Needless to say, he was called almost immediately once we arrived at the ER.  One of the local medical directors was working and after everything was done he came and talked to me.  He complimented me on the cric, saying that it looked perfect.  He also said he was going to pass along to my medical director what a good job I had done with the run.  He told me that had he been the one to get my radio report while onscene, he would have allowed me to call it since the injury was incompatible with life, but luck of the draw had it that I got one of the other docs.  

All in all, given the set of circumstances I was handed, the run went pretty well.  I have that first cric behind me, something that most medics never have to do, and managed to keep it together until on the way back to station from the ER.  I think every single crew that came in after us stopped and told me what a great job I had done while I was working on the paperwork.  It's awesome to get compliments from your peers & the medical director after such a difficult run, but at the same time....well, I would have been happy to go several years before ever having to make that call.  Even my partner commented to me about how I have gotten some of the most messed up runs he has ever been on in the last year and a half, since I got my medic cert.


----------



## Veneficus (Mar 22, 2010)

super job,

welcome to the black cloud club


----------



## mycrofft (Mar 22, 2010)

*Good on you. Sometimes you have to play for points 'cause there's no winning.*

I had a 12 y/o do an offset .357 to the right superior parietal and out the top in 1981 and it has bothered me subconsciously for a long time.
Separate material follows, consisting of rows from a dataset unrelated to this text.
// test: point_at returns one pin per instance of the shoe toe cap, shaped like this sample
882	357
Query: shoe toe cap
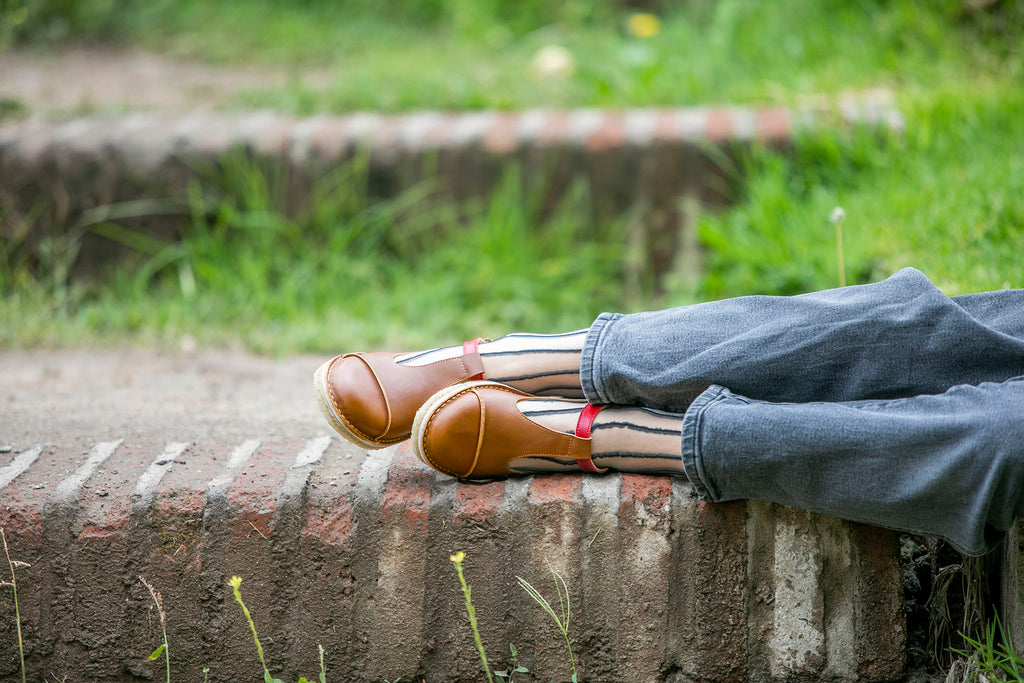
451	439
357	396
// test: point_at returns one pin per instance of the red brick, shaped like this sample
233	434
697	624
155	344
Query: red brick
718	127
477	503
610	135
501	138
408	494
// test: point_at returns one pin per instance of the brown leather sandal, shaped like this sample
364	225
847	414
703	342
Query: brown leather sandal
371	400
476	430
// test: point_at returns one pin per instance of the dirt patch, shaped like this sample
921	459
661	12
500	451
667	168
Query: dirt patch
87	80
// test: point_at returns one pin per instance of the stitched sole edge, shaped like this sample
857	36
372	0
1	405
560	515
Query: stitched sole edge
323	392
426	411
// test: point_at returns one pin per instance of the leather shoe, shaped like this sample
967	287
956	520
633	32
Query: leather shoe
371	400
476	430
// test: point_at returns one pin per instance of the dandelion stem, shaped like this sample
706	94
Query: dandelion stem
236	584
457	560
17	613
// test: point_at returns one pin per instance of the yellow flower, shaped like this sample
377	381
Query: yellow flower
643	25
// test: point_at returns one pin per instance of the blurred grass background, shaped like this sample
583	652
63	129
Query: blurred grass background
356	271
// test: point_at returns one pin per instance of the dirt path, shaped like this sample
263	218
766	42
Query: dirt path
87	80
59	396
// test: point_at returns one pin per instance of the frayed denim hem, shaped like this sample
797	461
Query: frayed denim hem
590	360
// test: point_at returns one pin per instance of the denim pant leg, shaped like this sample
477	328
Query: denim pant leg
900	337
949	465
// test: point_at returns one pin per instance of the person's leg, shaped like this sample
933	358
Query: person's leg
900	337
485	429
948	465
542	365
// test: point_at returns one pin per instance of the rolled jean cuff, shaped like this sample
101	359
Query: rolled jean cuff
590	361
693	421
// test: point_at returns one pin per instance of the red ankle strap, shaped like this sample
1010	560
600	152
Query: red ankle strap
472	347
584	427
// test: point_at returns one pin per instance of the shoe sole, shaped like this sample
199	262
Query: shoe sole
435	401
330	413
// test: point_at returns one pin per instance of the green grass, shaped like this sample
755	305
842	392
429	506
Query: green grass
352	271
477	53
344	271
945	197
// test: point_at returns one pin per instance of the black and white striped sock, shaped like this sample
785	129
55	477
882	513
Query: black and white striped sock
623	437
541	365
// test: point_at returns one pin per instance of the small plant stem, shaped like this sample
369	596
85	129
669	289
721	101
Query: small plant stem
457	560
17	613
236	584
838	216
159	599
839	252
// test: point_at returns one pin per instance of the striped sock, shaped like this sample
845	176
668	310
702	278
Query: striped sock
623	437
535	364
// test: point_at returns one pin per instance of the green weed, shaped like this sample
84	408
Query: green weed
12	565
164	648
236	584
561	617
989	656
457	560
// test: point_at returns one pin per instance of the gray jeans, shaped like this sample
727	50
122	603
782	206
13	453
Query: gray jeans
888	403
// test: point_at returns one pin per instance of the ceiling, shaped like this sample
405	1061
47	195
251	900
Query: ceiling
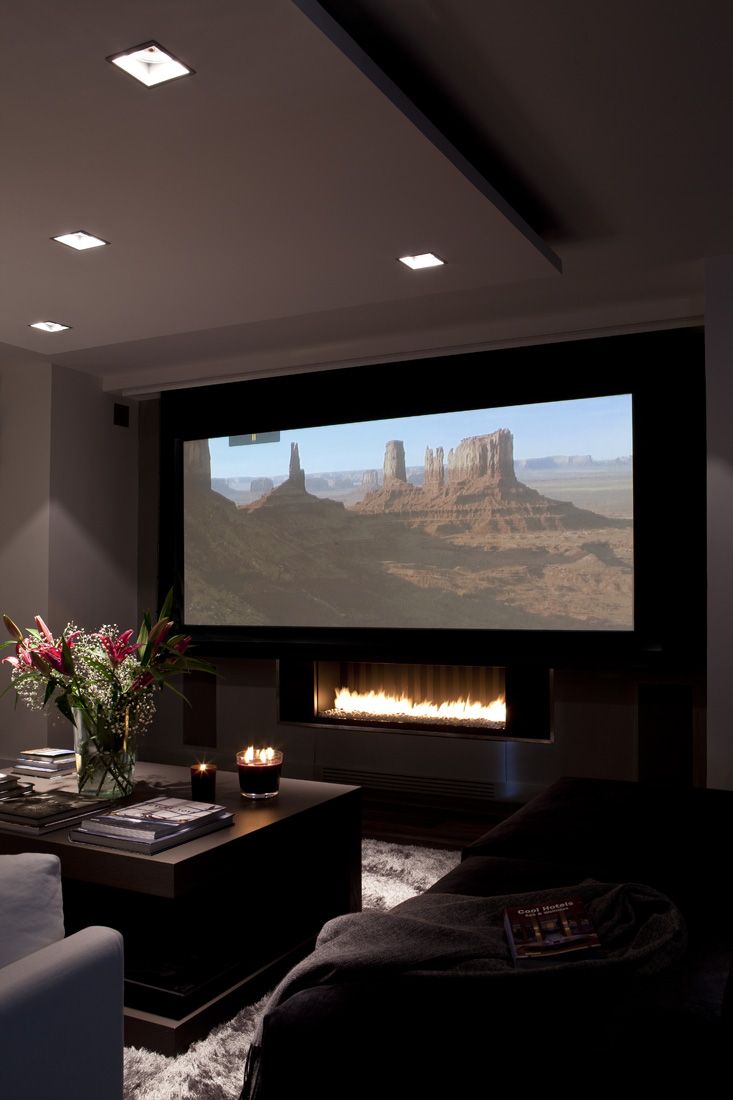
570	162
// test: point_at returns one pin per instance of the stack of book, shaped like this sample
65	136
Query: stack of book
152	826
44	762
11	789
39	813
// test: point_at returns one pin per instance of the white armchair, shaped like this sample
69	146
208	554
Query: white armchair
61	999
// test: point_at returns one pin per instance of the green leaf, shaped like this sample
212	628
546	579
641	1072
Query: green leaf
12	628
65	708
143	634
67	660
167	604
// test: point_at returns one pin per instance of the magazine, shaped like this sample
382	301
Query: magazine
548	933
160	816
151	844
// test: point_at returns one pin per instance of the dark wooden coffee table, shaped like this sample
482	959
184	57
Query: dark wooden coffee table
211	924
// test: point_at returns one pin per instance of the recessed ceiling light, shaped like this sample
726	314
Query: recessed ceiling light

Airway went west the moment we turned him supine but we all knew it would happen and he expired in the ambulance.

Your patient's disaster may save another's life in the future because you know what to do and that you can do it.


----------



## EMSLaw (Mar 22, 2010)

Veneficus said:


> super job,
> 
> welcome to the black cloud club



All the best people are members. 

Sounds like a good job.  Next time, you'll do a trach with your penknife and the barrel of a bic pen.


----------



## firetender (Mar 22, 2010)

That call had your name on it. Get used to it. 

Someone else maybe wouldn't have done so well, but it doesn't matter because regardless, you have another little item in your bag of tricks. This one goes in the "tried it and it works" slot; much more preferable than the one labelled, "The durn thing is supposed to work; I ain't gonna rest 'til I get it right!"

BTW, if there was a chance, you gave it to him.


----------



## usafmedic45 (Mar 23, 2010)

> Luck of the draw was that the doc on the other end wanted us to go ahead and begin resuscitative efforts, we loaded the pt up and headed off to the trauma center.



Yeah, no sense in wasting a potentially good set of donor organs.  Something good should come out of bad situations like this whenever possible. 



> After coming to the realization that we just weren't going to get the tube on this guy, I pulled out the cric kit, and promptly attempted to hand it off to the other medic that was with me.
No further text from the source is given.